Full ride ahead for seniors

SHS students receive prestigious award and full ride to college

Madelyn Knight

Senior Mikayla Whittemore hugs her grandmother soon after she discovered she was awarded with a full ride scholarship to Butler. Whittemore plans to major in Political Science.

Lyndsay Valadez, Reporter

Growing up without her parents and their encouragement, senior Mikayla Whittemore was the only one able to keep herself accountable for her success. Although she lives with her grandparents, she has never felt the parent-daughter connection with them. She thinks that most of her independence developed through this and that is partly what made her stand out from other applicants when she received a full ride scholarship to Butler University.

“If I wanted to get something done, it wasn’t because (her parents) wanted me to get good grades,” Whittemore said. “It was because I wanted to.”

Whittemore is not the only SHS student who has recently been notified that they have received a full ride scholarship to college. Senior Kaleb Wood has earned the Lilly Award. According to Wood, the Lilly Award covers all costs, except for books for any accepting college in Indiana. He had decided to enroll at Wabash College. He hopes to earn other scholarships to help cover the cost of books. Both say their background and personality helped them to get this weight of paying for college off of their shoulders.

The weight of wondering whether or not he would be even be considered was lifted when he got the chance to be with the other top 15 applicants chosen. Of those, he was one of the three picked to actually receive the scholarships. He says that even when going through interviews for the Lilly scholarship, he tried to be as open and as honest as possible. He feels that he has always worked hard in school, as he takes his education seriously, and it has finally paid off.

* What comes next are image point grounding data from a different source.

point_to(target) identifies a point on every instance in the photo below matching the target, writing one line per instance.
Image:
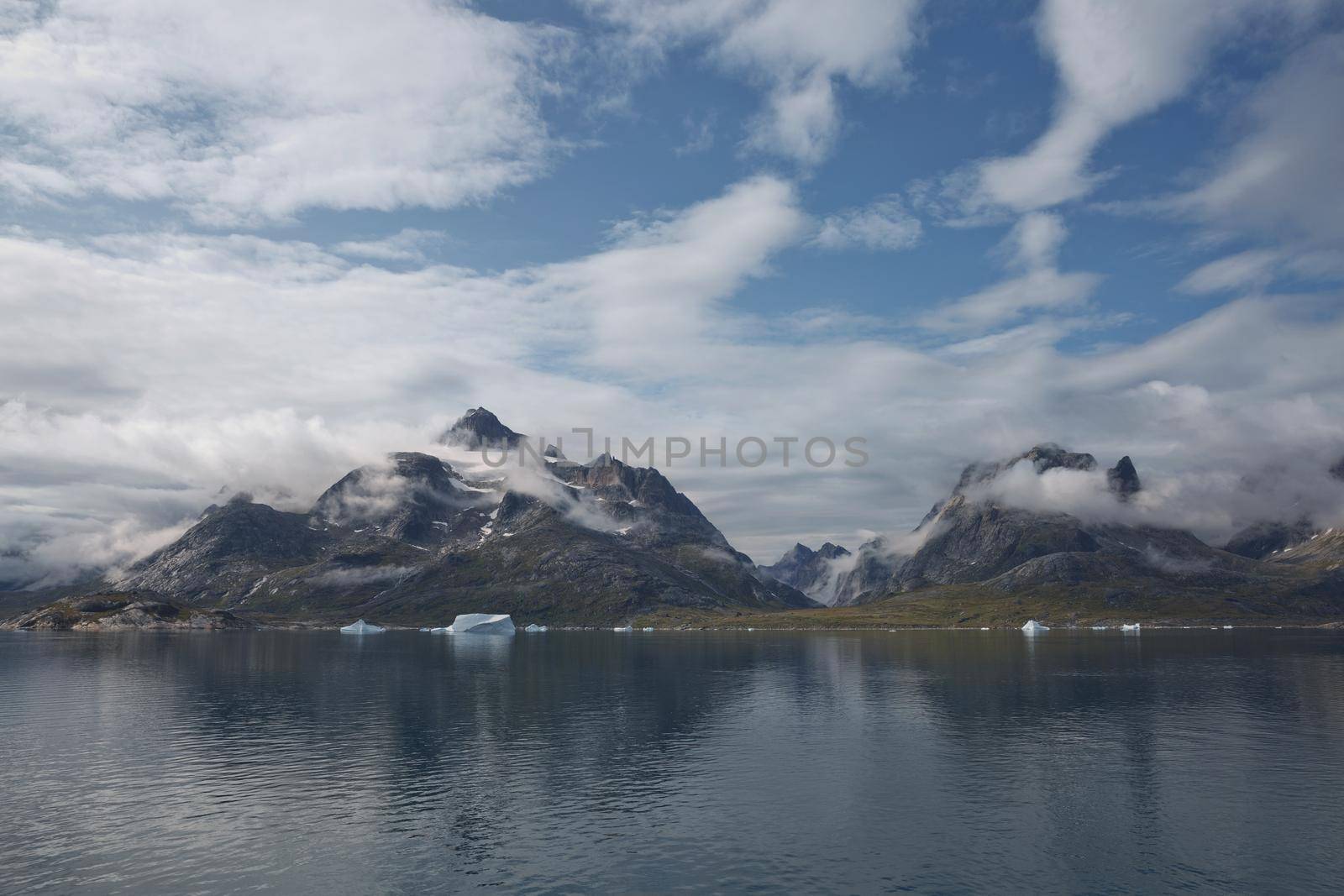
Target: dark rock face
(976, 542)
(413, 540)
(112, 611)
(810, 571)
(414, 499)
(223, 555)
(968, 540)
(870, 575)
(480, 429)
(1260, 540)
(1122, 479)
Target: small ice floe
(481, 624)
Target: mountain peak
(1122, 479)
(479, 429)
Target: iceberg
(362, 627)
(481, 624)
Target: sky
(250, 246)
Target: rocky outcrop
(412, 497)
(813, 573)
(416, 540)
(118, 610)
(1122, 479)
(480, 429)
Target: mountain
(974, 539)
(813, 573)
(480, 429)
(413, 540)
(118, 611)
(1263, 539)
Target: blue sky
(250, 248)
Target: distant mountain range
(969, 539)
(414, 540)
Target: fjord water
(652, 762)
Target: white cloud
(1117, 62)
(1253, 269)
(1281, 179)
(252, 112)
(882, 224)
(407, 244)
(148, 371)
(795, 49)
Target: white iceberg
(481, 624)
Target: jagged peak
(479, 427)
(1122, 479)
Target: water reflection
(822, 762)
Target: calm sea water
(597, 762)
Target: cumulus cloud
(795, 50)
(255, 112)
(1116, 62)
(882, 224)
(407, 244)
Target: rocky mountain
(813, 573)
(116, 611)
(972, 539)
(414, 540)
(480, 429)
(1263, 539)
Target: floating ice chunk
(362, 627)
(481, 624)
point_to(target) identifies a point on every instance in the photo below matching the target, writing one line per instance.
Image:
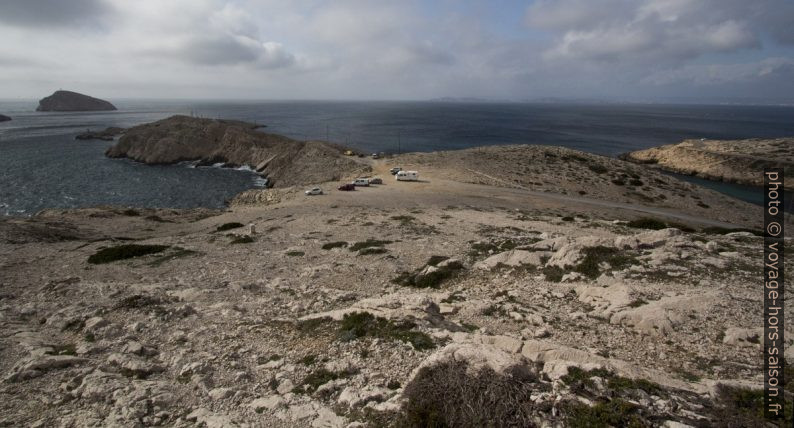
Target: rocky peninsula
(282, 160)
(734, 161)
(573, 289)
(73, 101)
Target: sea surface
(43, 166)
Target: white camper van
(407, 176)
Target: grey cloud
(232, 50)
(653, 30)
(51, 12)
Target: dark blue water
(42, 166)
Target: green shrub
(613, 413)
(553, 273)
(448, 395)
(369, 251)
(369, 243)
(228, 226)
(594, 256)
(647, 223)
(126, 251)
(357, 325)
(242, 239)
(331, 245)
(598, 168)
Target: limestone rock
(72, 101)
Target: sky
(626, 50)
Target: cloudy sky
(340, 49)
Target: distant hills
(72, 101)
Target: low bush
(357, 325)
(122, 252)
(331, 245)
(369, 251)
(369, 243)
(647, 223)
(449, 395)
(242, 239)
(228, 226)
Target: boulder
(512, 258)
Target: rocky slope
(72, 101)
(405, 304)
(735, 161)
(283, 161)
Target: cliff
(72, 101)
(284, 161)
(735, 161)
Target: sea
(43, 166)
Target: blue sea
(43, 166)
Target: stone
(269, 403)
(220, 393)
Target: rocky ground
(406, 304)
(735, 161)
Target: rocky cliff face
(284, 161)
(72, 101)
(737, 161)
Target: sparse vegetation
(370, 251)
(647, 223)
(122, 252)
(369, 243)
(228, 226)
(331, 245)
(553, 273)
(242, 239)
(448, 395)
(363, 324)
(590, 266)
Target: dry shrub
(446, 395)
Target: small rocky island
(72, 101)
(733, 161)
(282, 160)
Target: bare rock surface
(285, 162)
(73, 101)
(735, 161)
(292, 323)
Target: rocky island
(734, 161)
(573, 289)
(283, 161)
(72, 101)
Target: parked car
(407, 176)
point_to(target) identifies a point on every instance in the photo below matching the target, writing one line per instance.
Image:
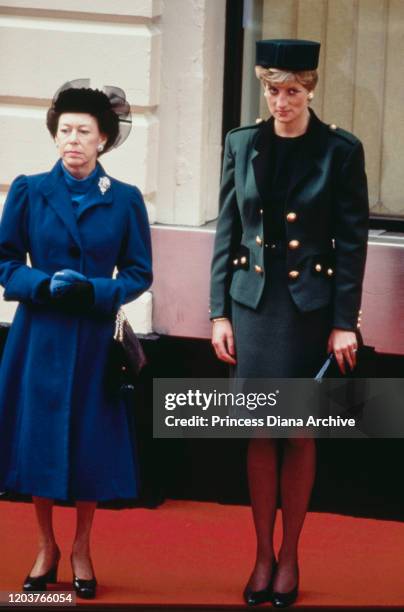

“If you want to do something, then do it,” Wood said, “And do  it wholeheartedly.”

Similarly, Whittemore has found herself wanting to thoroughly deepen her education, especially in upcoming years. Whittemore believes Butler to be the best place to better her education. For Whittemore, the smaller school of just over 4,000 undergraduate students will make it easier to stay on track. Without true parental guidance, though, she feels like she has had to be the one to push herself. As she says she has fallen off track in the past, she is getting back on it through her own motivation.

Her and Wood’s guidance counselor, Briana Underwood, agrees that they both have a unique character  and “obviously their background” that make them stand out. She thinks having the chance to be interviewed also gave them a better chance to show the real them in person rather than only on paper.

“I do believe in the two scholarships that they were both awarded,” Underwood said. “It’s more the activities they were involved in outside of the academics as well as their personality.”

Underwood believes that all students should always apply to as many scholarships as possible, because there are so many and students never know what could happen.